Neste mês, outubro, foi lançada a campanha “Não faz sentido perder sentidos”, com presença nas redes sociais. A iniciativa é da farmacêutica Sanofi Genzyme e pretende “amplificar conhecimento junto da população”, alertando para sintomas, esclarecendo dúvidas e dando esperança de uma vida normal para os doentes.

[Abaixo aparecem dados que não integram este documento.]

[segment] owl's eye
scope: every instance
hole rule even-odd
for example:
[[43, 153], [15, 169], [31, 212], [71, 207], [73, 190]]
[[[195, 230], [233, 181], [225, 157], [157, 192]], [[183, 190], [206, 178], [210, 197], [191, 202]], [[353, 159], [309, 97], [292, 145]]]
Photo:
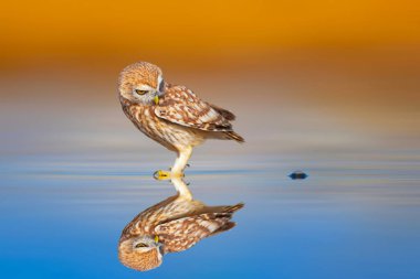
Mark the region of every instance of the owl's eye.
[[138, 244], [136, 244], [135, 247], [136, 248], [143, 248], [143, 247], [149, 247], [149, 246], [147, 246], [147, 244], [144, 244], [144, 243], [138, 243]]
[[138, 95], [145, 95], [146, 93], [148, 93], [148, 90], [136, 89], [136, 93], [137, 93]]

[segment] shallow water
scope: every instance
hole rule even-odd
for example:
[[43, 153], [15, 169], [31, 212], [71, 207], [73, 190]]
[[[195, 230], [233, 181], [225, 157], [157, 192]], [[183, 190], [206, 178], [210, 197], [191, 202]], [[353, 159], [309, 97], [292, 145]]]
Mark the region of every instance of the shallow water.
[[[1, 81], [1, 278], [420, 278], [420, 87], [403, 98], [397, 79], [389, 96], [401, 98], [384, 101], [391, 74], [174, 71], [232, 109], [246, 140], [197, 148], [186, 182], [209, 205], [245, 207], [233, 229], [139, 273], [118, 261], [118, 239], [136, 214], [175, 194], [151, 176], [174, 154], [125, 118], [116, 73], [82, 73]], [[308, 178], [291, 180], [296, 170]]]
[[[199, 152], [198, 152], [199, 153]], [[214, 155], [214, 154], [213, 154]], [[219, 155], [219, 154], [218, 154]], [[6, 278], [416, 278], [420, 187], [416, 154], [218, 157], [191, 160], [186, 181], [209, 205], [244, 202], [238, 226], [139, 275], [117, 242], [140, 211], [175, 189], [149, 163], [67, 155], [1, 162], [1, 273]], [[213, 165], [213, 167], [210, 167]], [[305, 180], [287, 174], [300, 168]]]

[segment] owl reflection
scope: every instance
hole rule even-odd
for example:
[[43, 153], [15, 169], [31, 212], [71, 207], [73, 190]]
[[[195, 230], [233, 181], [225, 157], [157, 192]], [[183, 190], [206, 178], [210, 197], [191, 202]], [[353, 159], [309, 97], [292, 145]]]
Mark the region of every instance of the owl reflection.
[[235, 226], [233, 213], [243, 203], [207, 206], [192, 200], [180, 179], [172, 179], [178, 194], [139, 213], [124, 229], [118, 257], [126, 267], [146, 271], [161, 265], [165, 254], [182, 251], [201, 239]]

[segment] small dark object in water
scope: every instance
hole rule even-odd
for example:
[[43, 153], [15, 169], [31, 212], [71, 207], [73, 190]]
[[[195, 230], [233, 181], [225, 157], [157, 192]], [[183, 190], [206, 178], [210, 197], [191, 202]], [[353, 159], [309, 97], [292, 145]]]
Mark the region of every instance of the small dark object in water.
[[295, 171], [295, 172], [292, 172], [288, 178], [293, 179], [293, 180], [304, 180], [307, 178], [307, 174], [304, 173], [303, 171]]

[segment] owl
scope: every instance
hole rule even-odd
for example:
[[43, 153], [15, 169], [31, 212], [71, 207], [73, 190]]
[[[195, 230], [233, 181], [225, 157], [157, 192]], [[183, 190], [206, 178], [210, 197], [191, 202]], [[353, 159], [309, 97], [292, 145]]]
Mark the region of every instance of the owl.
[[231, 218], [243, 203], [207, 206], [192, 200], [182, 180], [171, 181], [178, 194], [139, 213], [123, 229], [118, 258], [126, 267], [139, 271], [157, 268], [165, 254], [186, 250], [235, 226]]
[[177, 153], [174, 167], [158, 178], [182, 176], [192, 148], [207, 139], [244, 142], [233, 131], [235, 116], [201, 100], [181, 85], [166, 83], [161, 69], [147, 62], [125, 67], [118, 78], [124, 114], [147, 137]]

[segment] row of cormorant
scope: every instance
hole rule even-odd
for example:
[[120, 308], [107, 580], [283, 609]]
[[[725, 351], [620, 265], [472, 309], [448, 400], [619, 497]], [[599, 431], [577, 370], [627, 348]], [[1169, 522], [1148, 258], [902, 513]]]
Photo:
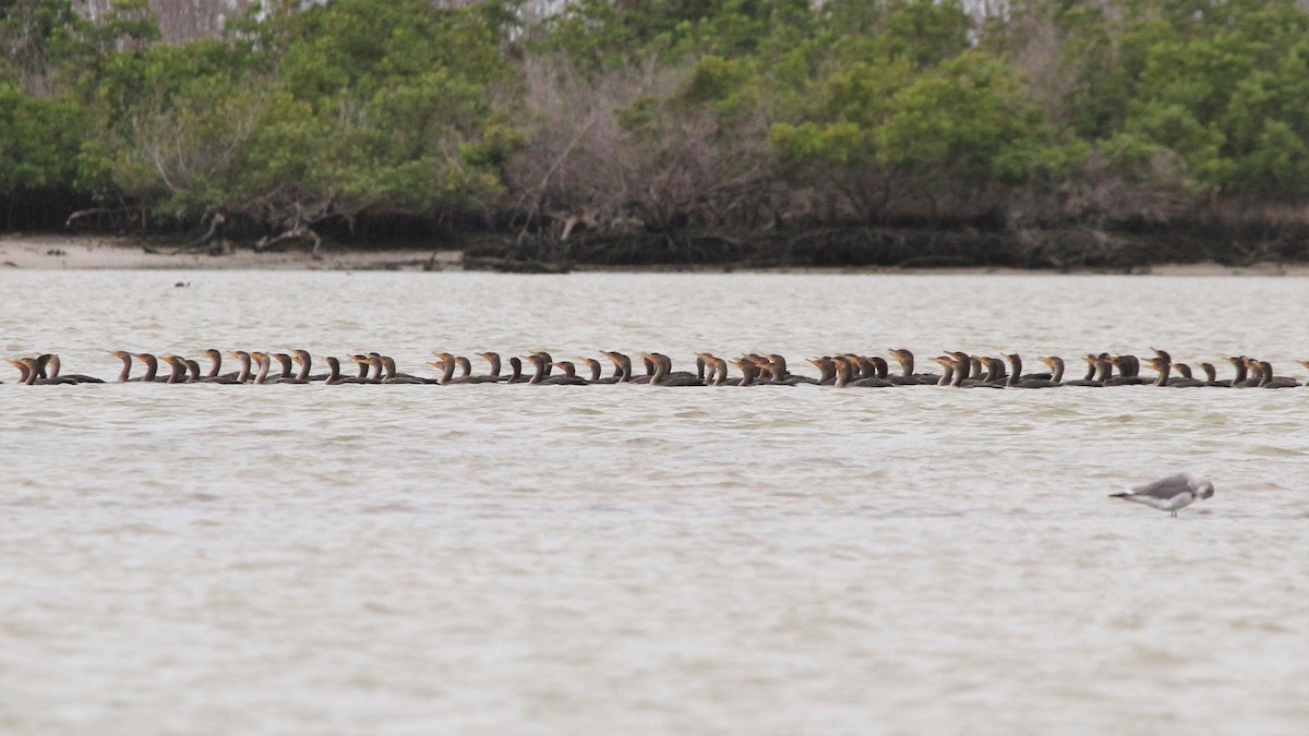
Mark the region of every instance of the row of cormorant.
[[[1017, 354], [1003, 354], [1004, 358], [969, 355], [949, 351], [932, 358], [941, 367], [940, 373], [916, 372], [914, 354], [906, 348], [891, 350], [890, 355], [899, 364], [899, 372], [891, 372], [889, 363], [876, 355], [839, 354], [813, 358], [809, 360], [818, 369], [818, 376], [792, 373], [787, 359], [778, 354], [749, 354], [732, 360], [699, 352], [695, 356], [694, 372], [673, 371], [673, 361], [660, 352], [640, 354], [644, 365], [643, 375], [634, 375], [632, 359], [622, 352], [602, 351], [613, 364], [613, 372], [602, 376], [601, 361], [594, 358], [579, 358], [577, 361], [555, 360], [548, 352], [535, 351], [509, 358], [508, 372], [501, 372], [503, 364], [496, 352], [478, 352], [488, 369], [474, 375], [471, 361], [462, 355], [433, 351], [437, 360], [429, 365], [437, 371], [435, 376], [402, 373], [395, 368], [395, 360], [378, 352], [355, 354], [348, 358], [356, 365], [355, 375], [340, 371], [340, 360], [327, 356], [327, 373], [310, 373], [313, 359], [309, 351], [259, 352], [234, 350], [228, 355], [237, 360], [240, 369], [223, 372], [223, 352], [216, 348], [204, 351], [209, 361], [208, 372], [202, 373], [199, 361], [179, 355], [156, 356], [149, 352], [110, 351], [122, 360], [115, 382], [157, 382], [157, 384], [545, 384], [545, 385], [589, 385], [589, 384], [652, 384], [664, 386], [751, 386], [751, 385], [797, 385], [817, 384], [838, 388], [891, 388], [908, 385], [941, 385], [957, 388], [1018, 388], [1046, 389], [1059, 386], [1127, 386], [1156, 385], [1175, 388], [1225, 386], [1225, 388], [1292, 388], [1299, 381], [1275, 376], [1267, 360], [1249, 356], [1230, 356], [1234, 375], [1220, 380], [1212, 363], [1200, 363], [1203, 378], [1194, 376], [1190, 365], [1175, 363], [1168, 351], [1151, 348], [1155, 355], [1144, 361], [1134, 355], [1110, 355], [1107, 352], [1088, 354], [1086, 373], [1081, 378], [1064, 380], [1064, 361], [1058, 356], [1042, 356], [1039, 360], [1049, 371], [1024, 373], [1022, 359]], [[144, 367], [144, 373], [131, 376], [134, 358]], [[34, 358], [9, 359], [20, 373], [18, 382], [27, 385], [59, 385], [106, 382], [86, 375], [60, 373], [59, 356], [42, 354]], [[729, 377], [728, 364], [737, 367], [740, 376]], [[162, 365], [161, 365], [162, 364]], [[274, 364], [278, 365], [276, 372]], [[585, 365], [586, 376], [579, 375], [579, 364]], [[1140, 376], [1141, 365], [1156, 372], [1155, 377]], [[1309, 368], [1309, 361], [1301, 361]], [[525, 372], [530, 367], [530, 373]]]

Cerca de 20% das pessoas com rinossinusite sofrem dessa condição, esclarece o docente João Carlos Ribeiro, considerada um subtipo da doença que afeta “a mucosa do nariz e os seios perinasais”. Não existem dados nacionais, mas, a nível europeu, o médico afirma que a prevalência em adultos é de 2,7%. Em crianças é um fenómeno raro, já que a média de diagnóstico é por volta dos 50 anos. Maria Fernanda encaixa em todas as estatísticas.

Os primeiros sintomas apareceram e desvalorizou. Só um ano depois de tentativas com remédios caseiros e automedicação decidiu consultar um médico. O primeiro diagnóstico foi sinusite e, depois, rinossinusite crónica. Foi operada aos ouvidos, devido ao excesso de secreções. Aos 52 anos chegou o diagnóstico de pólipos nasais.

O caso de Maria Fernanda, atualmente reformada, não é único. João Carlos Ribeiro fala em várias situações de medicação “sub-ótima” e não adaptada ao doente ou condição, principalmente devido a não procurarem ajuda ou a um diagnóstico incorreto. “É frequente os doentes apresentarem o nariz tapado desde sempre, com queixas da qualidade de vida, mas que nunca foram diagnosticados.” O docente da Universidade de Coimbra questiona: “Se não existe um diagnóstico adequado, como pretendemos oferecer um tratamento apropriado?”.

O tratamento de Maria Fernanda começou por antibióticos e cortisona. Sem resultados, passou por outra operação, para retirar os pólipos. “Depois da operação aliviou, mas voltaram a crescer.” E teve de voltar a uma segunda cirurgia para retirar as saliências. Pelo meio, participou no estudo de um novo medicamento para a patologia. Atualmente, o novo fármaco encontra-se aprovado em alguns países da Europa e chegará em breve a Portugal, onde Maria Fernanda já está em lista de espera.

Apesar de todas as tentativas, a mulher, de 75 anos, continua com pólipos e sem olfato. “Estão a esperar para operar quando estiverem maiores.” Ou quando aparecer o novo medicamento que poderá solucionar a patologia. Entretanto, Maria vai aliviando o máximo possível através de lavagens com soro.

João Carlos Ribeiro, otorrinolaringologista e docente na Universidade de Coimbra

No entanto, o otorrinolaringologista João Carlos Ribeiro reforça que é uma patologia com cura e com a qual é possível ter qualidade de vida. “Temos muitos casos operados que ficam curados. E muitos outros que permanecem controlados e sem sintomas para o resto da vida.” A causa é desconhecida, mas “tem sido associada a patologias genéticas, metabólicas ou imunitárias”, podendo mesmo representar parte de uma doença sistémica.

Maria Fernanda, que esteve vários anos numa loja onde trabalhava com perfumes, afirma que a doença lhe tirou alguns prazeres e capacidades, como aproveitar a comida, sentir o cheiro dos netos ou até desempenhar tarefas profissionais. “Tinha de pedir às minhas colegas para cheirarem os produtos ou perfumes para encomendar, porque eu não o conseguia fazer.”